We arrived back in Chiang Mai, Thailand, last week and are back at ZOE although still recovering a bit from some jet lag.
As we began our 36-hour return journey, it felt very strange to me. Leaving Honolulu this time felt like we were leaving for the first time all over again. I think it is because Hawaii, which had been home for all our lives, is forever changed. My parents are no longer with us on this side of heaven. Honolulu’s landscape looks different. My brother wrote to me, “our family is different .. our anchors and places are different now.” The feeling of home is not the same. Our family is different but still there is comfort in that.
I’m processing what this all means…and I’m still processing the grief and loss. I am realizing how home and family is so important for healing. I am also seeing how God can bring us a new home and family that we are not born into.

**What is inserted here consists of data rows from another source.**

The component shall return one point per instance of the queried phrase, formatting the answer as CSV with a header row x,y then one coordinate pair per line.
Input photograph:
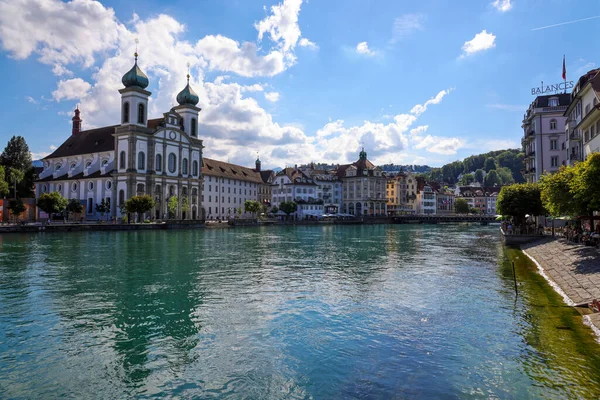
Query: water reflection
x,y
284,312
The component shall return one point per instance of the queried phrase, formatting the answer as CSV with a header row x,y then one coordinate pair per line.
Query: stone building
x,y
160,157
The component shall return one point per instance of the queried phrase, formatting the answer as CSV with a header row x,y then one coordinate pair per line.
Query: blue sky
x,y
424,82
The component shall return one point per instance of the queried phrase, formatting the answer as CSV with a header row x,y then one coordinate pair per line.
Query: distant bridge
x,y
441,218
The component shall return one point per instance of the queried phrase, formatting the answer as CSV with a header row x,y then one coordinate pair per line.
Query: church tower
x,y
134,97
187,100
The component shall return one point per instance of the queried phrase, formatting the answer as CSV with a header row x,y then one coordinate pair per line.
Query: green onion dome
x,y
187,96
135,77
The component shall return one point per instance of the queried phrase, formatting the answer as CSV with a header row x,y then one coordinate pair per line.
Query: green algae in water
x,y
563,355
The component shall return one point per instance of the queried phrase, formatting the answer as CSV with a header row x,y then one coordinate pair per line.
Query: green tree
x,y
489,164
140,205
467,179
479,175
16,156
252,206
52,203
519,200
505,175
461,206
74,207
556,193
16,208
288,207
172,205
3,183
585,185
15,176
492,179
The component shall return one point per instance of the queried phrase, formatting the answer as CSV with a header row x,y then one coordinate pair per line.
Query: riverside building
x,y
582,128
160,157
544,138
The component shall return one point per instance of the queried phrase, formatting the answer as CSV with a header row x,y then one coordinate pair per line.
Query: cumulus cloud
x,y
363,48
71,89
482,41
405,25
272,96
502,5
304,42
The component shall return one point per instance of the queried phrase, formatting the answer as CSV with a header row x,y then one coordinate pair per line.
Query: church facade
x,y
160,157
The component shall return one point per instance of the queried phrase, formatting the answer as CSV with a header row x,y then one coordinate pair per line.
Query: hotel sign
x,y
556,88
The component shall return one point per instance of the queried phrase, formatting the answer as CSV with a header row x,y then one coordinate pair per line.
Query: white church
x,y
161,157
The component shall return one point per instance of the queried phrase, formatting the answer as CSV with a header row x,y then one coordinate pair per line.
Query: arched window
x,y
194,127
141,113
125,112
172,162
141,160
122,160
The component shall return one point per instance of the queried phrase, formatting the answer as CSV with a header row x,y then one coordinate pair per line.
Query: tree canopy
x,y
288,207
52,203
461,206
519,200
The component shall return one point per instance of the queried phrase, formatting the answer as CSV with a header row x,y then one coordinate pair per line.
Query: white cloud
x,y
508,107
482,41
272,96
406,24
363,48
421,108
502,5
71,89
304,42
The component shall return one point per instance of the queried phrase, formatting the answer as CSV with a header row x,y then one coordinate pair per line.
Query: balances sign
x,y
556,88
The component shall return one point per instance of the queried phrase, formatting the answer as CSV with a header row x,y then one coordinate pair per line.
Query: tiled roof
x,y
79,176
86,142
226,170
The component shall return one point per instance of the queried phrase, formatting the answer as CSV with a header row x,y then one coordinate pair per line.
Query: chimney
x,y
76,122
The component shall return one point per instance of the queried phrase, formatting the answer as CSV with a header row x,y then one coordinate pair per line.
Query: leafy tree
x,y
140,204
52,203
479,175
172,205
556,193
519,200
288,207
492,179
15,176
102,208
505,176
74,207
461,206
16,208
585,185
3,182
467,179
252,206
489,164
16,154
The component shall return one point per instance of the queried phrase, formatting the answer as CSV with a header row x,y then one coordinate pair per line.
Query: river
x,y
323,312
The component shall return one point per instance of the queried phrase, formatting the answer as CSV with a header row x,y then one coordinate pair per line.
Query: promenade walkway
x,y
573,268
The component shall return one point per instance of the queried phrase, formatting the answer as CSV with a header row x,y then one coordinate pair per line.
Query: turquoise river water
x,y
324,312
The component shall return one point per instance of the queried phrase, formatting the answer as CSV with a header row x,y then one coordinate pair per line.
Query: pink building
x,y
544,135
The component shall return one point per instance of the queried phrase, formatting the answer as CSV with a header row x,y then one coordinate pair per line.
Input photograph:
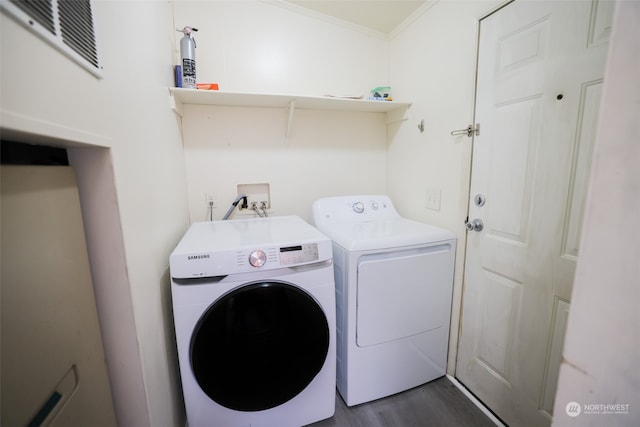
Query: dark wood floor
x,y
438,404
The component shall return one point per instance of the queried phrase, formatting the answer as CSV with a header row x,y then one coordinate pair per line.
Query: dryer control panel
x,y
353,208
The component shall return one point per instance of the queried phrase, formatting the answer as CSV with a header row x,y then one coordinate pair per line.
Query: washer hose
x,y
244,205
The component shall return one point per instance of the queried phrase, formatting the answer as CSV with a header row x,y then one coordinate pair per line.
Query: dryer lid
x,y
368,222
370,235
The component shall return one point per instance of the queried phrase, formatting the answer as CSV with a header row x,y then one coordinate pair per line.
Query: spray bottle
x,y
188,57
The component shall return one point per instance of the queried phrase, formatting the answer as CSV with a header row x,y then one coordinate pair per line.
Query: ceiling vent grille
x,y
65,24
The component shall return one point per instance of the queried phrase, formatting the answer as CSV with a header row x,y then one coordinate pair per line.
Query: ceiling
x,y
379,15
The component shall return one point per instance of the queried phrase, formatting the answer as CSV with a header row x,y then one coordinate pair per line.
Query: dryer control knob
x,y
257,258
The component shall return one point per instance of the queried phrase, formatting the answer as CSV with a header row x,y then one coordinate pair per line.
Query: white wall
x,y
432,63
602,345
133,190
256,46
260,46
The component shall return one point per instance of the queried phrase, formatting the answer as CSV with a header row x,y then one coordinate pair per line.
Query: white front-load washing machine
x,y
394,282
254,313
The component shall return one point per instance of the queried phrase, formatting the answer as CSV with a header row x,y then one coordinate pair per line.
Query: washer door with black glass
x,y
259,346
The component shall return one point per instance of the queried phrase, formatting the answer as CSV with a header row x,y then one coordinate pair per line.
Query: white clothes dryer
x,y
394,282
254,312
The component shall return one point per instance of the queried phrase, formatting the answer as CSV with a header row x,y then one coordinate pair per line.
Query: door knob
x,y
475,225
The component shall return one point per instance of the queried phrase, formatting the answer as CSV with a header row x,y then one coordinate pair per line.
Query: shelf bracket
x,y
292,108
175,104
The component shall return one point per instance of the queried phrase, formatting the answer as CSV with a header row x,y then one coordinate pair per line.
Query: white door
x,y
540,69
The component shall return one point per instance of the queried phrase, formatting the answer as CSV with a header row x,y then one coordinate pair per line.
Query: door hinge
x,y
469,131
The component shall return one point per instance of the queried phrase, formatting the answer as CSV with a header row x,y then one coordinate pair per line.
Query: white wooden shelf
x,y
181,96
242,99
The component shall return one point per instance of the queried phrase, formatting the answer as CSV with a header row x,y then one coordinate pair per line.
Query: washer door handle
x,y
475,225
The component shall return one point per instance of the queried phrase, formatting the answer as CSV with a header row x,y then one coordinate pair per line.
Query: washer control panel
x,y
285,256
301,254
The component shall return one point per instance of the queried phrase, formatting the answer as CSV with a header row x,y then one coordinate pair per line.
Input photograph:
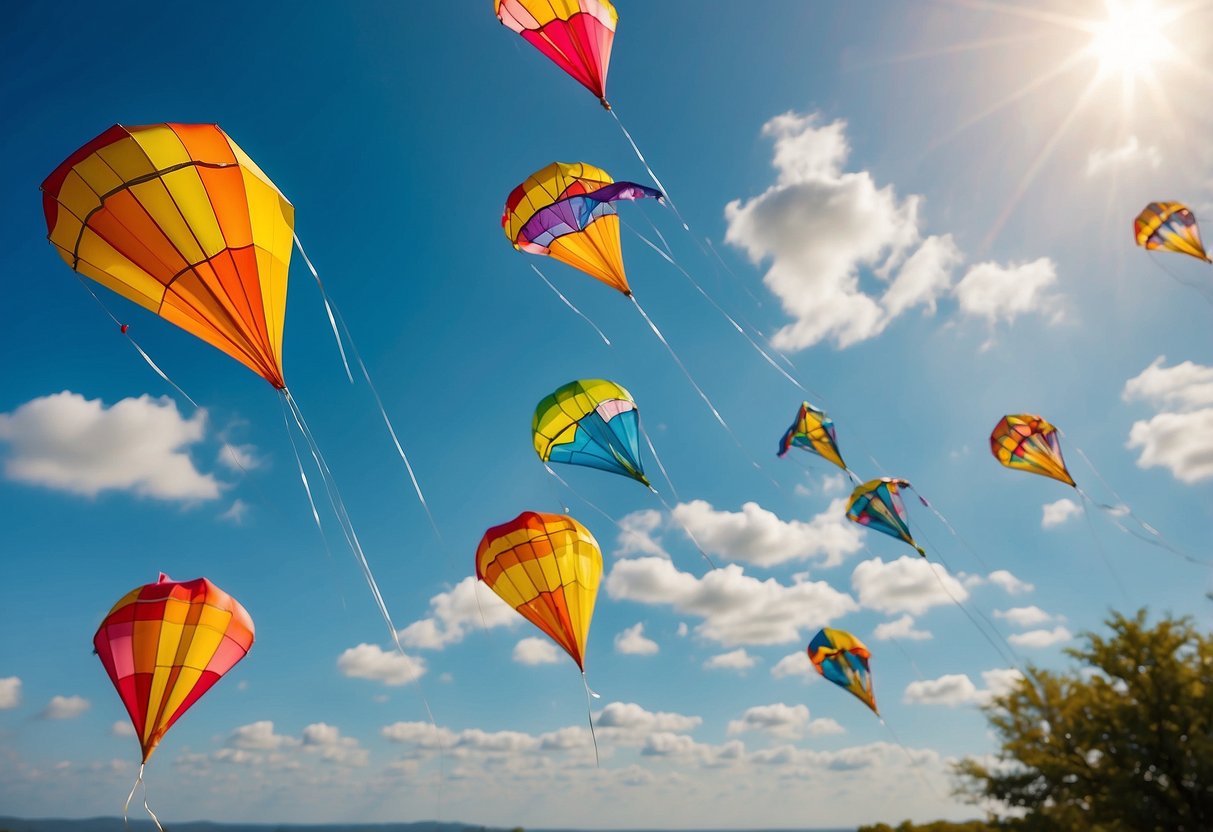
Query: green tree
x,y
1121,744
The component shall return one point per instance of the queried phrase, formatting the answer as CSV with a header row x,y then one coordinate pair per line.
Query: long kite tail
x,y
347,528
570,305
335,320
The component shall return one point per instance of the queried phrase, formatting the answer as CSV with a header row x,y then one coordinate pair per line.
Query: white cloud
x,y
1180,438
637,534
536,651
1009,583
1184,386
1041,638
10,693
626,723
778,719
796,664
1055,513
758,536
632,642
79,445
239,457
1003,292
926,274
235,513
369,661
819,226
1001,681
260,736
734,660
736,609
951,690
66,707
910,585
467,607
1182,443
121,728
689,751
326,741
1131,153
420,734
1024,616
789,722
900,628
958,689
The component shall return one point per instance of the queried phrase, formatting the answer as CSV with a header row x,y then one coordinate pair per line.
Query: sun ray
x,y
1031,86
1042,157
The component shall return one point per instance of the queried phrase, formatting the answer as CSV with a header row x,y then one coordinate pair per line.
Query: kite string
x,y
653,176
661,466
729,318
336,318
673,517
590,716
913,763
1099,545
1156,537
126,805
569,303
328,307
579,495
356,547
695,385
124,329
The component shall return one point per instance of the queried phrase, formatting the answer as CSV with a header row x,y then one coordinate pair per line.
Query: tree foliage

I am so thankful that God is our rock and anchor. Believe me when I say that I’m hanging onto Him like I never have before.
I have found myself singing this worship song a lot lately, and especially the chorus …
Christ alone, Cornerstone
Weak made strong in the Savior’s love
Through the storm
He is Lord
Lord of all
When darkness seems to hide His face
I rest on His unchanging grace
In every high and stormy gale
My anchor holds within the veil
My anchor holds within the veil
Cornerstone, by Hillsong
We continue our work with ZOE International here in Thailand. There is still much to do, and so many more people to be reached and children to be rescued. Please send us an email if you would like a copy of ZOE Thailand’s Quarter 1 field report.
We would greatly appreciate your prayers for the following needs:
- Continued prayer for Lori-Ann’s family.
- Continued prayer for our marriage.
- ZOE is looking for childcare and other staff who are called to work with us.
- ZOE’s Race Across America team as they train and prepare.
- ZOE’s leadership, staff and missionaries as we continue to work in multiple countries.